Depends. When my children were young, (I had six), I yelled and cussed and carried on like you would not believe at times! Was I abusive, probably at times, was anyone in fear of being called names or hit, Not at all! I was venting to keep from doing just that! So, if he was not calling the kids little illigitamate bastards and her a fng ****, then just because he was loud and cussing does not constitute abuse, verbal or otherwise. That part of the post was not clear. Again, if that were going on I think the poster would have told us it was. IMO.
Let me go on:
She said:
so this past week it has donned on me (bing) maybe he is verbally abusive because just because you work doesnt mean you still dont have to be a husband and Dad
this past week? and maybe? and is willing to get counseling or get insight as to what she should do to what? end her suffering? solve the dilemma before it gets any worse?
Just does not sound like an abusive situation to me, however if not handled, it could easily go there. IMO
Now Lets Lynch that sucker! LOL
Reports say that abuse does not normally start out full blown physical abuse or murder. It starts out small, such as verbal or emotional, and if allowed to continue escalates into worse and worse.
My perspective is this man needs to get control of himself before it does become more than just yelling and cussing.
I dont think yer gonna find a parent on the face of the earth that has raised kids that did not scream, yell, shout and pout at one time or another in the home, and we all suvived it! If only by the grace of god!
LOL, I do think it is time for a sit down and look see of what is going on in order to solve the issues at hand before they do get out of hand. Just my lowly opinion, and I could be WAY off with my intrerpretation.
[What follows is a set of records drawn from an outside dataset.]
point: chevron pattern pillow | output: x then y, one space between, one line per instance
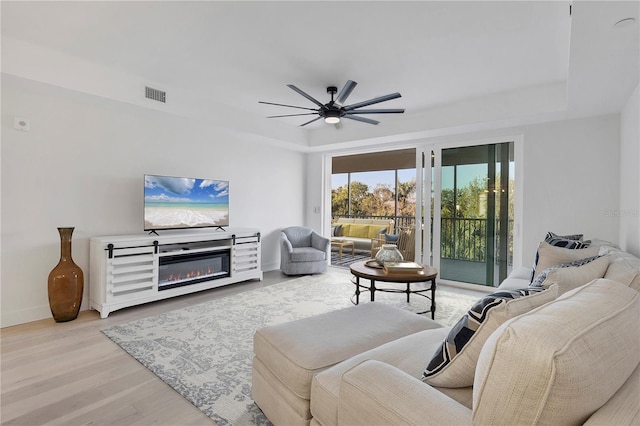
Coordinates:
454 363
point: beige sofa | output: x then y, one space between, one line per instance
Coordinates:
360 231
572 360
569 354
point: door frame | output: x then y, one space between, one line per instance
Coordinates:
423 195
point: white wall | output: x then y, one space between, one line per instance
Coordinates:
570 175
571 180
82 165
629 211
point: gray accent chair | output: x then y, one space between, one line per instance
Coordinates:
303 251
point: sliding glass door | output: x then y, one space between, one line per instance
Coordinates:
468 194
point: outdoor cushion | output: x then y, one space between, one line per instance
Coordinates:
454 362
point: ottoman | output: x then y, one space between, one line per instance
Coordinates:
287 356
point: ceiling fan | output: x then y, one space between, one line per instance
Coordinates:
334 110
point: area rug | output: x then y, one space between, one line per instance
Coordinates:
204 351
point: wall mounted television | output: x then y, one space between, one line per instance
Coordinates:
182 203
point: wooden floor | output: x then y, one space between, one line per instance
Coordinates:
71 374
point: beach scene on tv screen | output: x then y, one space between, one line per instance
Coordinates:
175 202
This is what makes us unique. All opinion welcome and poster can take what she wants and discard the rest. Abso lutely.
RIGHT ON TEKO....
As a father and a husband, it's his duty to set a positive example for his children. Cussing at them is never acceptable. It can have damaging effects on a child. If counseling is an option, I would definitely head in that direction ASAP. If he can control his temper and his language after a little help, your family will benefit from it ten fold. Good luck with everything.